戦後66年目となる終戦記念日を迎えた。今年も靖国神社へ超党派の国会議員53名が参拝をしたが、菅首相をはじめ閣僚全員が昨年に続いて参拝を見送った。民主党のマニフェストでは、米国のアーリントン墓地のような無宗派の国立追悼施設をつくるとされているが、日本の歴史観、日本人としてのアイデンティティーを無視した愚論だ。閣僚の参拝を見送ったことに石原都知事は「あいつら日本人じゃないんだ」と不快感を顕にした。
毎年、終戦記念日に靖国論争が起こるが、論点を整理したい。
@政教分離に関する問題では、靖国神社を公的慰霊施設として位置づける運動や内閣総理大臣・国会議員・知事など公職にある者が参拝し、それに付随して玉串の奉納等の祭祀の支出が、憲法20条の政教分離の原則に抵触するのではという憲法学上の重要な争点となるが、そもそも公的・私的参拝と区別するものでもなく、信条の問題であり、英霊に対して日本人として堂々と参拝すべき問題と考える(もちろん信仰の自由もあるので、行く行かないは自由)。

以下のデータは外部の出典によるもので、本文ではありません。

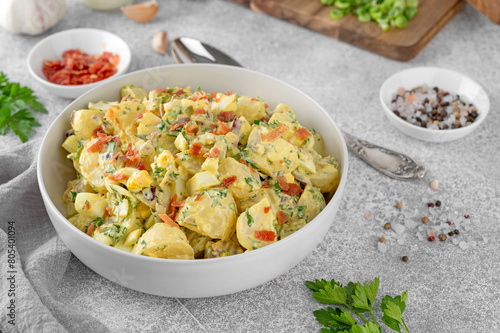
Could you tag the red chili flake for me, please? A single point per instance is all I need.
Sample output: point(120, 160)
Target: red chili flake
point(222, 129)
point(191, 129)
point(282, 217)
point(293, 189)
point(78, 68)
point(118, 177)
point(226, 116)
point(302, 134)
point(283, 184)
point(196, 149)
point(276, 133)
point(265, 235)
point(228, 181)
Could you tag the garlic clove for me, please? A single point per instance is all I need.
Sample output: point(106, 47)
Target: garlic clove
point(141, 12)
point(159, 42)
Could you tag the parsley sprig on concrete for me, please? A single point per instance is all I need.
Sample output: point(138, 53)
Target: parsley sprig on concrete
point(17, 105)
point(359, 299)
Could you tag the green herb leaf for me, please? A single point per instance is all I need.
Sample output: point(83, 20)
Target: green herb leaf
point(331, 294)
point(393, 309)
point(16, 106)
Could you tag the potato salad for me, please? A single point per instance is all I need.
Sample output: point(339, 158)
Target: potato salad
point(180, 175)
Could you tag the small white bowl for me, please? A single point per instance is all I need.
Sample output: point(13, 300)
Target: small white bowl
point(190, 278)
point(90, 41)
point(445, 79)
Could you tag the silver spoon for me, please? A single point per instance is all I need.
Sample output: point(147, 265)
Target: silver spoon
point(388, 162)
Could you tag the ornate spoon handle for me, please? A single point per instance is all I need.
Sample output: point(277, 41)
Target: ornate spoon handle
point(389, 162)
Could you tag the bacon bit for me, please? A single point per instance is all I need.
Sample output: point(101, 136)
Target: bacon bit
point(283, 183)
point(96, 131)
point(302, 133)
point(175, 126)
point(109, 211)
point(178, 204)
point(293, 189)
point(228, 181)
point(180, 92)
point(100, 144)
point(77, 67)
point(125, 97)
point(115, 156)
point(276, 133)
point(196, 149)
point(168, 220)
point(282, 217)
point(222, 129)
point(265, 235)
point(226, 116)
point(192, 129)
point(214, 152)
point(117, 177)
point(90, 229)
point(198, 95)
point(172, 202)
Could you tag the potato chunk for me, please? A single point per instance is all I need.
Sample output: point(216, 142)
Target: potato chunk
point(164, 241)
point(255, 226)
point(210, 213)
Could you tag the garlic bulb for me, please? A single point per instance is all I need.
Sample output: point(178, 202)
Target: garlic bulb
point(31, 17)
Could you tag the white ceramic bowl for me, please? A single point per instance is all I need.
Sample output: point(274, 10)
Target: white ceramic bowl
point(190, 278)
point(91, 41)
point(445, 79)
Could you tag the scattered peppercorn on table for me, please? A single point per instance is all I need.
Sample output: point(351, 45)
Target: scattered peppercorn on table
point(445, 254)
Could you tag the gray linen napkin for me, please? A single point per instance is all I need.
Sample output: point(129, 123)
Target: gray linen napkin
point(33, 259)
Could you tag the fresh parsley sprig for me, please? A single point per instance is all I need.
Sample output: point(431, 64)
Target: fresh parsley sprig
point(359, 299)
point(17, 105)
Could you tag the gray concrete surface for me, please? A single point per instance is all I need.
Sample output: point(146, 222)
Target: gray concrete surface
point(450, 289)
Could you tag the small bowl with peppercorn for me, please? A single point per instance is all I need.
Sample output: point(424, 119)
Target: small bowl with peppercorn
point(434, 104)
point(72, 62)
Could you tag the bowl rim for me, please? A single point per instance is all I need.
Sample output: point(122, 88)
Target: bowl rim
point(75, 231)
point(62, 33)
point(421, 130)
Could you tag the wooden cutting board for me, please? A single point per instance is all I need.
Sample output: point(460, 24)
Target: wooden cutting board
point(398, 44)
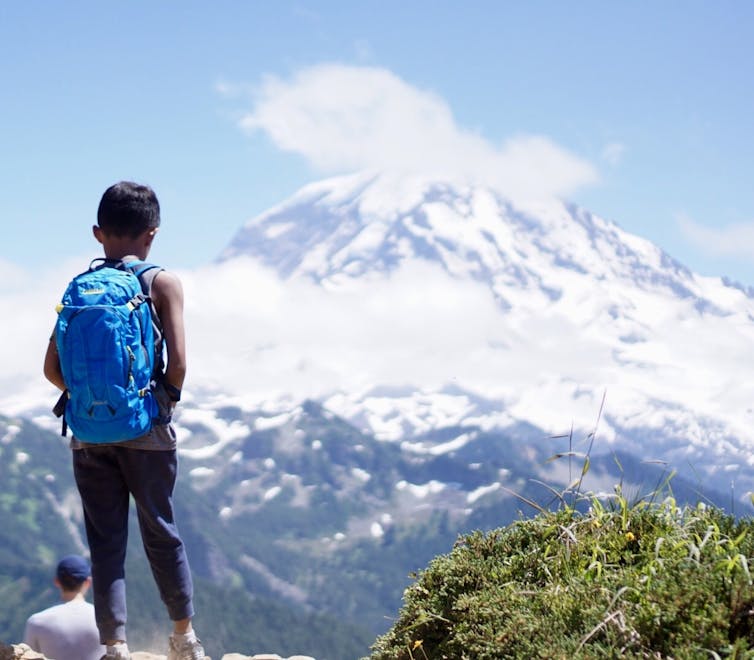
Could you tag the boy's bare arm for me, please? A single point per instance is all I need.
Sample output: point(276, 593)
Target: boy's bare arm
point(51, 369)
point(167, 293)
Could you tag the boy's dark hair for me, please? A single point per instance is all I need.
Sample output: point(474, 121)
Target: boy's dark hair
point(128, 209)
point(70, 583)
point(72, 571)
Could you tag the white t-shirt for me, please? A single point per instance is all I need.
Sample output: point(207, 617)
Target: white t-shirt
point(65, 632)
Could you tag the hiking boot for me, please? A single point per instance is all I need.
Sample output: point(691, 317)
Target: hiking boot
point(185, 649)
point(116, 652)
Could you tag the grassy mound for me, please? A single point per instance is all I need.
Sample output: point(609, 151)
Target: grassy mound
point(647, 580)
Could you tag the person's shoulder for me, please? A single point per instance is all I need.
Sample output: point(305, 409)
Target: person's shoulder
point(166, 287)
point(41, 618)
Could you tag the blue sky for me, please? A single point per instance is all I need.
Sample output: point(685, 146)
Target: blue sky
point(641, 112)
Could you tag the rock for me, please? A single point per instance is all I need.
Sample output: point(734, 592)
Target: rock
point(23, 652)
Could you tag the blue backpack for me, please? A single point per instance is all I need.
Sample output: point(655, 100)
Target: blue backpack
point(105, 336)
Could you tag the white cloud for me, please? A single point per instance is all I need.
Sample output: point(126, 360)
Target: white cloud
point(612, 153)
point(249, 331)
point(734, 240)
point(345, 118)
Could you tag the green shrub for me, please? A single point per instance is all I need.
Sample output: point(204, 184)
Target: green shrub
point(648, 580)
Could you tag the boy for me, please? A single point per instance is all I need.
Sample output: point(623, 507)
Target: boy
point(128, 219)
point(67, 631)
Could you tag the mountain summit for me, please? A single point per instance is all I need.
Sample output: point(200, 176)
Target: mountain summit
point(582, 308)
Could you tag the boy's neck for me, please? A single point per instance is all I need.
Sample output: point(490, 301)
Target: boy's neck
point(122, 247)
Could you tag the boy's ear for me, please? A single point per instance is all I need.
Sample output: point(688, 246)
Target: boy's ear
point(150, 234)
point(98, 233)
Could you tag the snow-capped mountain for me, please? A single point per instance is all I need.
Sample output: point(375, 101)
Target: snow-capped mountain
point(580, 309)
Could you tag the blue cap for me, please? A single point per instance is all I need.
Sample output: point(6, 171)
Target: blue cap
point(74, 567)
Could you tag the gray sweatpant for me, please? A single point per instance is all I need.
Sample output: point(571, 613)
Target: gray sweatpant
point(106, 475)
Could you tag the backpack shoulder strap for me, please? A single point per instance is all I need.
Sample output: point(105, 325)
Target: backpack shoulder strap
point(145, 272)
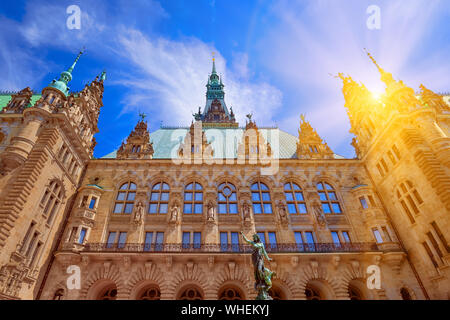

A歴史認識・植民地支配に関する問題については、特に中国や韓国などアジア諸国から強い反発があるが、これは内政干渉であり、基本的には国際法上、戦争責任については解決済の問題。過去の戦争については、不戦の誓いをし、毅然とした姿勢で未来に対して友好関係を築いていくことが必要。
BA級戦犯の合祀について、戦勝国(GHQ)が敗戦国を裁くということ自体、裁判(極東軍事裁判)の正当性が疑問視されるが、特にいわゆる「十五年戦争」の軍人・軍属戦死者を国家としてどう慰霊すべきかという問題。無宗派の国立追悼施設を整備するというが、A級戦犯の問題をきっちりしなければ根本的な解決にはならない。